I think you are correct. The Rescue class should be a week long and include all possible exercises plus multiple relevant scenarios. And preferably taught by an instructor with at least EMT credentials.
Do you think anybody would take (and pay for) the class, and any shop would offer it?
I don't know if the course would need to be a week long, or if people would take it if it was. Given, however, that the people who take Rescue Diver classes tend to be on the more serious side in terms of their diving and training, I think people would sign up even if the course was longer and the training more robust.
But what is the downside of spending a little more time practicing and demonstrating important in-water skills in a course? Exercise 7 is clearly considered important enough by PADI to be included in both the DM training requirements as well as in the IE for instructors.

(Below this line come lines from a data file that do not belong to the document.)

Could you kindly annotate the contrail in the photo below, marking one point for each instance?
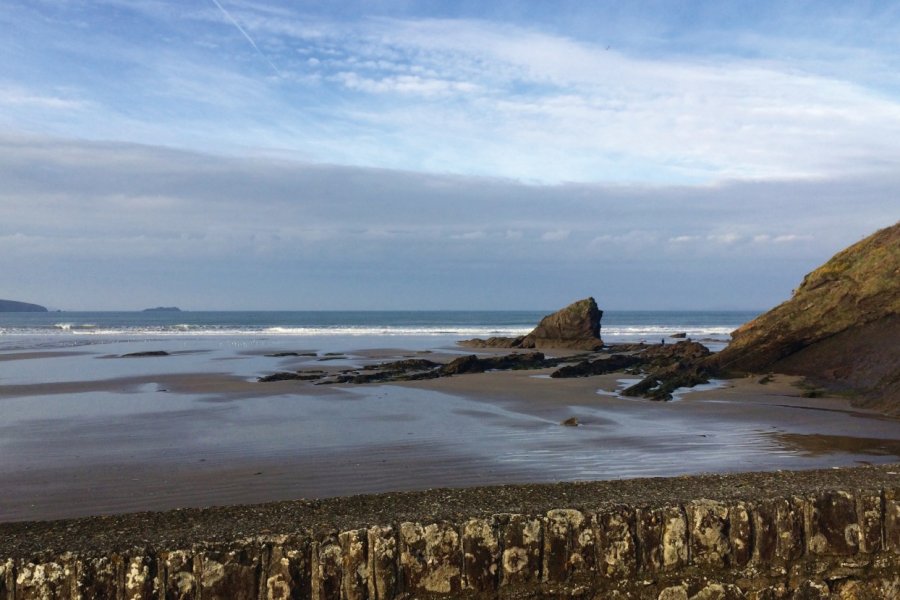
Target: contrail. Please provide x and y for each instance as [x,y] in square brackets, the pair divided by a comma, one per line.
[246,35]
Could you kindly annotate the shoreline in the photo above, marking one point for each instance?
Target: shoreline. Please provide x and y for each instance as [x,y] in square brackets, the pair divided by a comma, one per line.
[163,435]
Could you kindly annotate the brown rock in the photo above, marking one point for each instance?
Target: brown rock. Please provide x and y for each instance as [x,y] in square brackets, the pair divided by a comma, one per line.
[840,328]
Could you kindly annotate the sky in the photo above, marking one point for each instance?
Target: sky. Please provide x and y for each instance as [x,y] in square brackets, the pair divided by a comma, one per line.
[391,154]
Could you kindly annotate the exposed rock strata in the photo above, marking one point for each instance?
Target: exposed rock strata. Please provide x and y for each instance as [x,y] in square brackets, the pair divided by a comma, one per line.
[840,328]
[575,327]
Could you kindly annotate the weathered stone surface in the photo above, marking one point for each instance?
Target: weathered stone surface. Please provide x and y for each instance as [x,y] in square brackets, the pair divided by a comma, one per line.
[383,555]
[870,516]
[663,534]
[430,558]
[740,534]
[892,519]
[288,570]
[102,577]
[141,578]
[709,533]
[354,567]
[779,532]
[718,591]
[229,574]
[833,525]
[616,543]
[569,547]
[326,569]
[522,544]
[811,590]
[43,581]
[7,579]
[481,555]
[179,576]
[825,544]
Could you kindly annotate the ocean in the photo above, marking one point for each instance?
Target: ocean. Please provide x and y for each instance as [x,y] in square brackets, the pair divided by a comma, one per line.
[20,331]
[86,428]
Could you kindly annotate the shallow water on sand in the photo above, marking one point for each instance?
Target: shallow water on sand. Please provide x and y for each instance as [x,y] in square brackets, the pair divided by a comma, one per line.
[129,442]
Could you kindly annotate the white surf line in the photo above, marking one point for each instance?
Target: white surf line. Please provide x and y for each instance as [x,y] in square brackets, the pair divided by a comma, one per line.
[247,36]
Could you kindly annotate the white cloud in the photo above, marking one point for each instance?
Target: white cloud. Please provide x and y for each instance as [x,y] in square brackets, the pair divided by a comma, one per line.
[556,235]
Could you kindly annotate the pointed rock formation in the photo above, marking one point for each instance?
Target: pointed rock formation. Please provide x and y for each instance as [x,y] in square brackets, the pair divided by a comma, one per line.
[841,328]
[14,306]
[576,327]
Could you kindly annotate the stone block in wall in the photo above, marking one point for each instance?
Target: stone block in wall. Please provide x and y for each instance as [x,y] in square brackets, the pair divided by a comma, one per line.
[811,590]
[481,555]
[354,566]
[569,547]
[892,520]
[230,574]
[833,525]
[522,542]
[740,534]
[141,577]
[382,559]
[102,577]
[616,542]
[327,572]
[870,515]
[778,531]
[287,571]
[41,581]
[430,558]
[709,533]
[662,538]
[7,579]
[178,576]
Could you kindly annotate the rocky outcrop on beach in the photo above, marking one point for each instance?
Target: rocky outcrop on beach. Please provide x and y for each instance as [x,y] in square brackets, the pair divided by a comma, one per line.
[417,369]
[14,306]
[575,327]
[840,329]
[664,368]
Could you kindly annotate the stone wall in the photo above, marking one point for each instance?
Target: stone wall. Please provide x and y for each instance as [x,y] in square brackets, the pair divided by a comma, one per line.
[828,544]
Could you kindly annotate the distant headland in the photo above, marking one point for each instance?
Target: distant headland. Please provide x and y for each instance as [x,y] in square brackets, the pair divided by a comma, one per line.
[14,306]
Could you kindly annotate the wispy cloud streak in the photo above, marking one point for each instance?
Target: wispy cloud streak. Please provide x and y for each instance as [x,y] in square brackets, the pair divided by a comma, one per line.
[247,36]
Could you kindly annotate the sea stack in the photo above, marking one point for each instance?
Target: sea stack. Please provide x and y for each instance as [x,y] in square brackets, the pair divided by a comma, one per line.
[575,327]
[841,328]
[14,306]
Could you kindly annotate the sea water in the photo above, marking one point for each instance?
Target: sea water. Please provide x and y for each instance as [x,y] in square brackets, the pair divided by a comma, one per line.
[20,331]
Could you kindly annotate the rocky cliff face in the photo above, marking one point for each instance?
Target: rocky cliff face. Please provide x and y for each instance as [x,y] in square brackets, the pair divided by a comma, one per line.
[13,306]
[841,328]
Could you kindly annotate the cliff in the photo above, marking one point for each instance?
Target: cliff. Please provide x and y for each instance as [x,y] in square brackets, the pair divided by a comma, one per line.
[840,329]
[13,306]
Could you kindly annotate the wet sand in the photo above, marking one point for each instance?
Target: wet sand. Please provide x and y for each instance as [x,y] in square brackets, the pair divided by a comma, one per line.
[160,435]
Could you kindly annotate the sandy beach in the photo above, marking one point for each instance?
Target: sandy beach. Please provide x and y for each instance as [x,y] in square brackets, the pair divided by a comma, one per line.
[86,432]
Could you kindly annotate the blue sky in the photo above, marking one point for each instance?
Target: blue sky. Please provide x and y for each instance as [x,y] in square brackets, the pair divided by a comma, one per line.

If it is that important, and if the flowchart information provided in the learning materials is that critical, then it seems to me that it should be discussed, practiced, and demonstrated more in at least the three variations outlined in the materials.
Moreover - and following on what DDM posted above - I also think there needs to be a better discussion of the implications of strictly adhering to a rote procedure (Exercise 7) when it comes to making real-world decisions. In the Rescue Diver course, students are presented with scenarios to which they have to respond. They have to make various decisions such as whether to use a throw bag to help a distressed and panicking diver, or to grab a float and use that, etc. Great! They are making on-the-fly decisions. Then they are presented with a submerged and unresponsive diver who they have to find, surface, and then rescue. And there is no choice in what they decide to do - they have to go through the exact, choreographed steps outlined in Exercise 7, regardless of whether or not those exact steps make any sense in the context.
Then the student decides to become a DM, and they have to demonstrate Exercise 7 again. Then they do an IDC and get tested at the IE on it again. It reinforces that for every other real-world situation there is a range of responses, except for an unconscious diver. In that case, despite what the training materials told you, your practice says you must go through the dance of counting to 3, clearing your dripping hand on 4, giving a proper breath on 5, and then unbuckling BCDs in between while also trying to support the victim's head, not drip water in their airway, juggling hands to support the head while being able to pinch the nose for breaths and then have the correct hand available to unclip buckles in between, etc. I might fully be wrong here, but that seems to me to be just about the least efficient way of trying to save a person's life that I can imagine. The situation is already pretty dire, and the odds are slim, and now you are faffing about because you've been taught that you can take as long as you like to get the person to shore so long as you remove their BCD and give breaths every 5 seconds on the dot.